Alexia iba a decirle que no, probablemente se lo habría dicho si los latidos de su propio corazón no hubiesen estado resonando en su cabeza o si sus pulmones hubiesen sido capaces de coger aire. ¿De verdad estaba dispuesta a arriesgarse de esa manera?
Asintió, las emociones la abrumaban, pero por encima de todas estaba la necesidad de averiguar por qué José Antonio era tan diferente, por qué se estaba convirtiendo en parte de ella en tan poco tiempo. Tiró de las manos que tenían entrelazadas y caminó hacia el dormitorio. Encendió la luz y aquel entorno tan suyo la reconfortó: los cuadernos, las tazas llenas de lápices, pinceles y rotuladores.
—Ponte cómodo. —Aflojó los dedos, y, cuando los recuperó, se apartó un mechón de pelo de la cara—. Vuelvo enseguida.
No esperó a que él le contestase, se dirigió al baño y oyó que él se sentaba en la cama. Tardó unos minutos, se plantó frente al espejo del baño y buscó en su propia mirada alguna explicación. No la encontró. Optó por lavarse los dientes y quitarse los pendientes. Los dejó en un platito rosa de porcelana junto a su colonia y volvió a dormitorio.
José Antonio estaba tumbado en la cama, tenía un brazo doblado bajo su nuca a modo de almohada y el otro extendido junto al cuerpo. Se había quitado los zapatos y el jersey, pero se había quedado con los vaqueros, los calcetines y una camiseta blanca. Los ojos cerrados no temblaban bajo los párpados y la respiración era pausada. Alexia notó que se le anudaba más el estómago; él parecía estar recuperando cierta paz. Y lo había logrado ella dejándole entrar un poco más en su vida, siendo sincera.

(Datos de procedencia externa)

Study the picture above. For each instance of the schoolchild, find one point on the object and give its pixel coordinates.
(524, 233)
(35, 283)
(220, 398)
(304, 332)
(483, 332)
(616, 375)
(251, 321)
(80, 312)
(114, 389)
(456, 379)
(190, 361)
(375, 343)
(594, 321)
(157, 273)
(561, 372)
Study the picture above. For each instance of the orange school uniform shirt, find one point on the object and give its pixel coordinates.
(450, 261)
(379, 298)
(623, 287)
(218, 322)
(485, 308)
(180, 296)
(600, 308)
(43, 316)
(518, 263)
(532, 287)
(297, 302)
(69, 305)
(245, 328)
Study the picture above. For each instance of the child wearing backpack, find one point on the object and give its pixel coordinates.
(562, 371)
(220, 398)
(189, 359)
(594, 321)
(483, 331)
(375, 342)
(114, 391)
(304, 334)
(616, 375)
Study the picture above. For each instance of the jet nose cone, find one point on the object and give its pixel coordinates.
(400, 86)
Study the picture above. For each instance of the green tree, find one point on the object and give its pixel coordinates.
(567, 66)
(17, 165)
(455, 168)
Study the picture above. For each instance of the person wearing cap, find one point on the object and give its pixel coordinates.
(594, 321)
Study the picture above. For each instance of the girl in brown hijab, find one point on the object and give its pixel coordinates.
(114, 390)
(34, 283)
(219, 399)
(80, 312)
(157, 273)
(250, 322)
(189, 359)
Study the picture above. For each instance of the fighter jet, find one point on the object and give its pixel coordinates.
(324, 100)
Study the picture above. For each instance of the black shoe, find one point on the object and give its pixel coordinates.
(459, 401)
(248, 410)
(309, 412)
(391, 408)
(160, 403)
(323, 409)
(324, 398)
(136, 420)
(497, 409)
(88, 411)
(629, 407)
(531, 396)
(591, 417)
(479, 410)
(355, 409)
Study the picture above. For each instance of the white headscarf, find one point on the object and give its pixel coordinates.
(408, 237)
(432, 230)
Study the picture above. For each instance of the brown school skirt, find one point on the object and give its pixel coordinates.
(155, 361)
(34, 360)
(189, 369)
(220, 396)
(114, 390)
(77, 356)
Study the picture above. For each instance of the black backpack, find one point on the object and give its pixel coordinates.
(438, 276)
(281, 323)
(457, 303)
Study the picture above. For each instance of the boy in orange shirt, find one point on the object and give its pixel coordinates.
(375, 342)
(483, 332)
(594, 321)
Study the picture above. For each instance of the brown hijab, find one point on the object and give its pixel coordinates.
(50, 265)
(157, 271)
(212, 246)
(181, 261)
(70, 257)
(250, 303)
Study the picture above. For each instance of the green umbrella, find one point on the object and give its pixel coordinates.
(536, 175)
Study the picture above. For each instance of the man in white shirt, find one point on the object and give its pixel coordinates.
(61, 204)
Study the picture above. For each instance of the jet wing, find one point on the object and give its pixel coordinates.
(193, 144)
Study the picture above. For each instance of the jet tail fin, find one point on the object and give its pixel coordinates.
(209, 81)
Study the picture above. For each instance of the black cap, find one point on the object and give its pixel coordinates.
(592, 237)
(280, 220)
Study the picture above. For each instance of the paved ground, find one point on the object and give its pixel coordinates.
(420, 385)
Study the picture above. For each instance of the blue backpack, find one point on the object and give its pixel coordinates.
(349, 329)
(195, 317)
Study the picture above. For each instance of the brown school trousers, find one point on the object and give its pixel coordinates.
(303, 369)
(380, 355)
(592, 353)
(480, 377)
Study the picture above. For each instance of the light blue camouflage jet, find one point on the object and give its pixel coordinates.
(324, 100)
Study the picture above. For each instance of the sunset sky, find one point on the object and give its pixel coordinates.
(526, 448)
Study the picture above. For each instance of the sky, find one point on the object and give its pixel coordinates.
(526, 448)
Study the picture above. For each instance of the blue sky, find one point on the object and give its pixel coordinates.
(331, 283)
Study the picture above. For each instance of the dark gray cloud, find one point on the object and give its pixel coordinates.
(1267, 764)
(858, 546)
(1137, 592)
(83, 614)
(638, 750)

—Ven. —La voz ronca de José Antonio se abrió paso por la tenue luz del dormitorio y acarició a Alexia.
Ella avanzó despacio, tal vez si aceleraba el paso él desaparecería en el aire o se convertiría en un monstruo. Se sentó en la cama y lo miró. Él levantó la mano y le acarició el rostro también fascinado e incrédulo. A los dos les estaba costando mucho asumir que estaban allí juntos, compartiendo esa parte tan íntima de sus almas.
Alexia movió el rostro en busca de la caricia de la palma de José Antonio y se tumbó despacio a su lado. Le rodeó la cintura con un brazo y el otro lo encajó entre su torso y el de ella. La mejilla descansó en el hombro de él podía notar el calor que desprendía la piel bajo el algodón e inhaló poco a poco. Él le acarició el pelo y la espalda con delicadeza, cada movimiento más lento y tembloroso que el anterior, hasta que la abrazó y ambos se quedaron dormidos.